Radon Example Implementation #440

juanitorduz · 2022-01-14T14:21:15Z

This PR aims to solve #439.

I have pushed the first version of the models. Here are the formulas I used:

pooled_model: log_radon ~ floor
unpooled_model: log_radon ~ 0 + county + county:floor
partial_pooling_model: log_radon ~ 0 + (0 + 1|county)
varying_intercept_model: log_radon ~ 0 + (1|county) + floor # ! How to do complete one-hot-encoding for county?
varying_intercept_slope_model: log_radon ~ 0 + (floor|county) # ! How to do complete one-hot-encoding for county?

I could like to have all the countries as encoded (not removing the first one) plus I am not auto-scaling the data to make the results with the original PyMC example comparable. Does this look good? I am still getting used to the formula-like notation for hierarchical models (which is why I am working on this PR 😅 ).

After double-checking the model specification I will continue to add text and some additional plots.

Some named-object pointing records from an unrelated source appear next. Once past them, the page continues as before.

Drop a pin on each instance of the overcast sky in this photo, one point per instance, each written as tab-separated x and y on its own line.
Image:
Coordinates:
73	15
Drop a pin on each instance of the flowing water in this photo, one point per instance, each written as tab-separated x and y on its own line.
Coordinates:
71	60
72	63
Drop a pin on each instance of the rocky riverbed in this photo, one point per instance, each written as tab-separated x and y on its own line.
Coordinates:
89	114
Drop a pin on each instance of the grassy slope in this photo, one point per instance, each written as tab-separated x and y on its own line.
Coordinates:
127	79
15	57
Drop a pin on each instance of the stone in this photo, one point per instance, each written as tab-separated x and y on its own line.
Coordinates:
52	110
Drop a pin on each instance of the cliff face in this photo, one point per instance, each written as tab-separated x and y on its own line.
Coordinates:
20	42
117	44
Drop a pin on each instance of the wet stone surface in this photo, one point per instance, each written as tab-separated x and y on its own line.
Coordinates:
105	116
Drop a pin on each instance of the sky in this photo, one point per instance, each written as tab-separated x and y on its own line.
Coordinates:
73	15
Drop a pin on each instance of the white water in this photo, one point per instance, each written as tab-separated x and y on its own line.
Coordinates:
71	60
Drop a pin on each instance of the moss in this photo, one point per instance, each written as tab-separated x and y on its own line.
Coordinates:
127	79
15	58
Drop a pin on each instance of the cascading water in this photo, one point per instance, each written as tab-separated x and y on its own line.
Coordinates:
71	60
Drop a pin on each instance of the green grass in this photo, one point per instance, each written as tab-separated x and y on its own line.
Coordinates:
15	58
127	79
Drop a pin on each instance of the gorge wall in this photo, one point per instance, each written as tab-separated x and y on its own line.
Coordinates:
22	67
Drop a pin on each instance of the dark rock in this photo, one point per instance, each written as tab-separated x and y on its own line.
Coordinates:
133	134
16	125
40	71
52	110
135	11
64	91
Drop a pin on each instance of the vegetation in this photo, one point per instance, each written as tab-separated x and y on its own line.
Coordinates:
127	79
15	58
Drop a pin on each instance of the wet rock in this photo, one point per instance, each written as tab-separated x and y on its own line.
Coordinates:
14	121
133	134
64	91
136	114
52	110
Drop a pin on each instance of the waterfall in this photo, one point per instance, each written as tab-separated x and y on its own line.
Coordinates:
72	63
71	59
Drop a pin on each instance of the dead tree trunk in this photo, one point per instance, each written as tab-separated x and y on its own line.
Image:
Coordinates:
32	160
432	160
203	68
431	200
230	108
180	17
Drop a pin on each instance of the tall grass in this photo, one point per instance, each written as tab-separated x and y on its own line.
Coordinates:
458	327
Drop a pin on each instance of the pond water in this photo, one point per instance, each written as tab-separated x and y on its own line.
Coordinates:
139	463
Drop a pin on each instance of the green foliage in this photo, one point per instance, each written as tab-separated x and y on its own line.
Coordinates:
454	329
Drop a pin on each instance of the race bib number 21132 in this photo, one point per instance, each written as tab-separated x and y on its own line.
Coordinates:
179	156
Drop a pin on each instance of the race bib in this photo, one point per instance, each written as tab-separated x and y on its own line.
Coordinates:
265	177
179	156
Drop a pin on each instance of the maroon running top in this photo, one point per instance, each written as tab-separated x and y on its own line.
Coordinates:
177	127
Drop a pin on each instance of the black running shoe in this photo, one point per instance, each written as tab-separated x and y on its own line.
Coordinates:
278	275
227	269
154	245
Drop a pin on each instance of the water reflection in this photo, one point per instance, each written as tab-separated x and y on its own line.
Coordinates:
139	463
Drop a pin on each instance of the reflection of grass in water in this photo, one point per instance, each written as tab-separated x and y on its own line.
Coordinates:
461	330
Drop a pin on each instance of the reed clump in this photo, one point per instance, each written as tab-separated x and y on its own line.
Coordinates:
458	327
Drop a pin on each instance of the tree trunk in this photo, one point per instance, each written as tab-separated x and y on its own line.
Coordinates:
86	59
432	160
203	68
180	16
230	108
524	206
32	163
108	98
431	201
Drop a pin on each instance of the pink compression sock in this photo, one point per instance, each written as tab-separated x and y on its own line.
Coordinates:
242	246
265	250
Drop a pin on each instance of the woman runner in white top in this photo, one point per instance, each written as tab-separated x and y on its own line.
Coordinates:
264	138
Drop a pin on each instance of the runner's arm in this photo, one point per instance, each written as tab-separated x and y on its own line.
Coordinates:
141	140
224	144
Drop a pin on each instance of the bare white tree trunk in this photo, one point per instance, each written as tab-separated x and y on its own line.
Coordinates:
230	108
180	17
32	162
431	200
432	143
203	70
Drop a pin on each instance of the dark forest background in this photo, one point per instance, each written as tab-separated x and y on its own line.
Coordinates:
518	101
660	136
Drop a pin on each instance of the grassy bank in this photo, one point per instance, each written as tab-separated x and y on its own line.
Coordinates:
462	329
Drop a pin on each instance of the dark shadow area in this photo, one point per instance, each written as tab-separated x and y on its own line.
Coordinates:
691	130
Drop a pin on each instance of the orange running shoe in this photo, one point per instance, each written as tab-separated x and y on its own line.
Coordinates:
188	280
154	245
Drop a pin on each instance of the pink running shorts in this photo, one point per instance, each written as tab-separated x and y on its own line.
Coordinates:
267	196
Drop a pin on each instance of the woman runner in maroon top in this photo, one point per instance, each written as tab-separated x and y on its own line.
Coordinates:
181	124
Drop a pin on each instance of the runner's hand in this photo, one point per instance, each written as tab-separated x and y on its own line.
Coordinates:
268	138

review-notebook-app · 2022-01-14T14:21:18Z

Check out this pull request on

See visual diffs & provide feedback on Jupyter Notebooks.

Powered by ReviewNB

review-notebook-app · 2022-01-14T22:38:02Z

View / edit / reply to this conversation on ReviewNB

tomicapretto commented on 2022-01-14T22:38:01Z
----------------------------------------------------------------

We could convert the variable "floor" to categorical in pandas. This would help users see the advantage of Bambi when dealing with categorical predictors.

Right now, "floor" is 0 and 1, which is a dummy-coded categorical variable. But if we map 0 -> Basement and 1 -> First floor, we can take advantage of automatic dimension labelling.

This is what I mean

srrs_mn["floor"] = srrs_mn["floor"].map({0: "Basement", 1: "Floor"})

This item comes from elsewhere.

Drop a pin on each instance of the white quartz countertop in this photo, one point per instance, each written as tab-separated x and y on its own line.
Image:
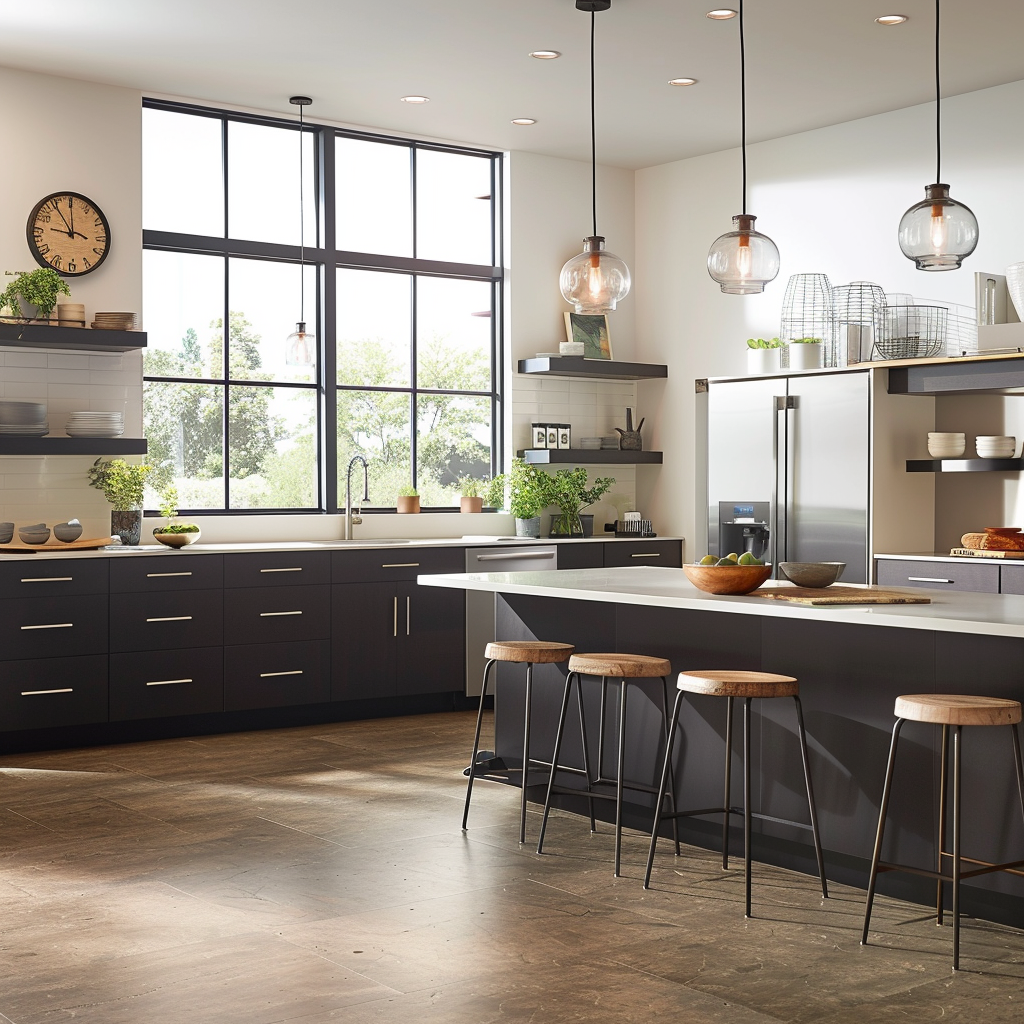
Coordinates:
993	614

juanitorduz commented on 2022-01-15T18:56:36Z
----------------------------------------------------------------

Makes sense! Solved in https://github.com//pull/440/commits/1cf6df3fa259dde97921045f9504fbeba89a22d7

review-notebook-app · 2022-01-14T22:38:02Z

View / edit / reply to this conversation on ReviewNB

tomicapretto commented on 2022-01-14T22:38:02Z
----------------------------------------------------------------

"Estimate a single radon level for every floor level" would be clearer about the meaning of the predictor "x" I think

juanitorduz commented on 2022-01-16T20:02:37Z
----------------------------------------------------------------

Added!

review-notebook-app · 2022-01-14T22:38:03Z

View / edit / reply to this conversation on ReviewNB

tomicapretto commented on 2022-01-14T22:38:03Z
----------------------------------------------------------------

If we decide to use the categorical version of floor, it would be good to remove the intercept from the formula so the first level of floor is not dropped.

If we keep the intercept, the first level is dropped to ensure full-rankness of the underlying design matrix*

It would be log_radon ~ 0 + floor

(*) We have priors, which are a kind of soft-constraind, and the model would fit even with rank-defficient design matrices. But that can lead to other problems with the sampler. That's why Bambi sometimes drops columns for categorical variables (brms does the same thing)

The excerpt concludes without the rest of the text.